Organized into three parts, the book covers principles, methods, and applications of adaptive optics for biological imaging, providing the reader with the following benefits:

• Gives a general overview of applied optics, including definitions and vocabulary, to lay a foundation for clearer communication across disciplines
• Explains what kinds of optical aberrations arise in imaging through various biological tissues, and what technology can be used to correct for these aberrations
• Explores research done with a variety of biological samples and imaging instruments, including wide-field, confocal, and two-photon microscopes
• Discusses both indirect wavefront sensing, which uses an iterative approach, and direct wavefront sensing, which uses a parallel approach

Since the sample is an integral part of the optical system in biological imaging, the field will benefit from participation by biologists and biomedical researchers with expertise in applied optics. This book helps lower the barriers to entry for these researchers. It also guides readers in selecting the approach that works best for their own applications.

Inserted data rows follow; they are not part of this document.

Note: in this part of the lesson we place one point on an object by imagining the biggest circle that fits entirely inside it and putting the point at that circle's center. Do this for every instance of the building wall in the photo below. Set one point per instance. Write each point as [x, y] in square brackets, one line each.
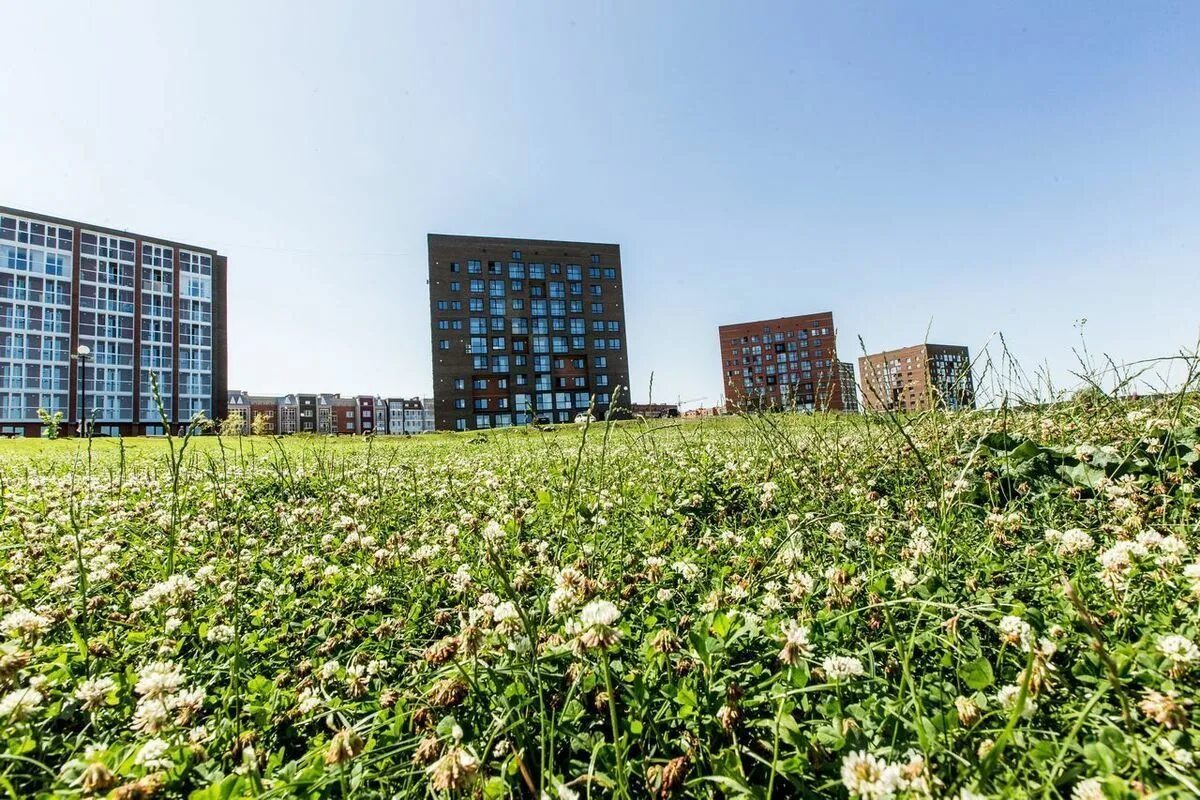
[306, 409]
[545, 335]
[143, 305]
[346, 415]
[366, 413]
[751, 355]
[849, 386]
[918, 378]
[270, 411]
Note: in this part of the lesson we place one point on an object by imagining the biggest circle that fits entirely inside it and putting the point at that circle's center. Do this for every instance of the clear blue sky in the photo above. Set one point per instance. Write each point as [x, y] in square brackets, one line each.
[964, 168]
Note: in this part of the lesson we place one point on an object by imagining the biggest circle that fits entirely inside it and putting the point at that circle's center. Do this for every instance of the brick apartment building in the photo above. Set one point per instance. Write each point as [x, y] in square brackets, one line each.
[367, 420]
[525, 330]
[918, 378]
[330, 414]
[143, 305]
[790, 362]
[849, 386]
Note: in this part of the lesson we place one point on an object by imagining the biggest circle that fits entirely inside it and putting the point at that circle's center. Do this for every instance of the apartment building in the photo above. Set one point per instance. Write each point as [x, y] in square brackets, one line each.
[366, 404]
[239, 408]
[139, 305]
[790, 362]
[918, 378]
[525, 330]
[849, 386]
[267, 409]
[345, 415]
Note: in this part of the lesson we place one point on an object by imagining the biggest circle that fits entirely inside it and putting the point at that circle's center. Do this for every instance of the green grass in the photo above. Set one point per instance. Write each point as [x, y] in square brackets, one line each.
[766, 606]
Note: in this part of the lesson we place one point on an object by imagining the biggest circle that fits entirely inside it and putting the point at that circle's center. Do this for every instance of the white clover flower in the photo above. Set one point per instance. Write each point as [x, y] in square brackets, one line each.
[505, 613]
[796, 643]
[1180, 650]
[1087, 789]
[94, 692]
[493, 533]
[595, 625]
[153, 756]
[25, 624]
[461, 578]
[841, 667]
[687, 570]
[1007, 698]
[1171, 549]
[1015, 631]
[309, 701]
[220, 633]
[151, 715]
[599, 612]
[904, 577]
[869, 777]
[159, 680]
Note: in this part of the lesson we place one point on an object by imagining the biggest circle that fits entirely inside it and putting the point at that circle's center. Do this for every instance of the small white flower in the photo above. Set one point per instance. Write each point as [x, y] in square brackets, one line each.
[25, 624]
[94, 691]
[1007, 698]
[1014, 630]
[869, 777]
[154, 755]
[1074, 541]
[159, 680]
[220, 633]
[1180, 650]
[843, 667]
[1087, 789]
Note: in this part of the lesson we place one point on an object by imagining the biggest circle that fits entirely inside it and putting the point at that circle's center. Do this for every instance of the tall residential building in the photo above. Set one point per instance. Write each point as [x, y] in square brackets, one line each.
[917, 378]
[143, 305]
[525, 330]
[849, 386]
[787, 364]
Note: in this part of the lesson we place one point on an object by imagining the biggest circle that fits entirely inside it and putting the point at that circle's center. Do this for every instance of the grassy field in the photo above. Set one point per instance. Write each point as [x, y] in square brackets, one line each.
[1001, 603]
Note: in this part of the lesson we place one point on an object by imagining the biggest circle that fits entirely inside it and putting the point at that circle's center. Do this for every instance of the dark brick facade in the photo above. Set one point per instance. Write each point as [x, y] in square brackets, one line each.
[917, 378]
[790, 362]
[525, 330]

Principles: Principles of Wave Optics. Principles of Geometric Optics. Theory of Image Formation. Methods: Aberrations and Benefit of Their Correction in Confocal Microscopy. Specimen-Induced Geometrical Distortions. Simulation of Aberrations. Overview of Adaptive Optics in Biological Imaging. Wavefront Correctors. Adaptive Optics System Alignment and Assembly. Applications: Indirect Wavefront Sensing: Sensorless Adaptive Optics for Microscopy. Implementation of Adaptive Optics in Nonlinear Microscopy for Biological Samples Using Optimization Algorithms. AO Two-Photon Fluorescence Microscopy Using Stochastic Parallel Descent Algorithm with Zernike Polynomial Basis. Pupil-Segmentation-Based Adaptive Optics for Microscopy. Applications: Direct Wavefront Sensing: Coherence-Gated Wavefront Sensing. Adaptive Optics in Wide-Field Microscopy. Biological Imaging and Adaptive Optics in Microscopy. Adaptive Optical Microscopy Using Direct Wavefront Measurements. Index.

Joel Kubby is the Department Chair of Electrical Engineering in the Baskin School of Engineering at the University of California at Santa Cruz. His research is in the area of microelectromechanical systems (MEMS) with applications in optics, fluidics, and BioMEMS. Before joining the University of California at Santa Cruz in 2005, he was an area manager with the Wilson Center for Research and Technology and a member of technical staff in the Xerox Research Center Webster in Rochester, New York (1987–2005). Prior to Xerox, he was at the Bell Telephone Laboratories in Murray Hill, New Jersey, working in the area of scanning tunneling microscopy.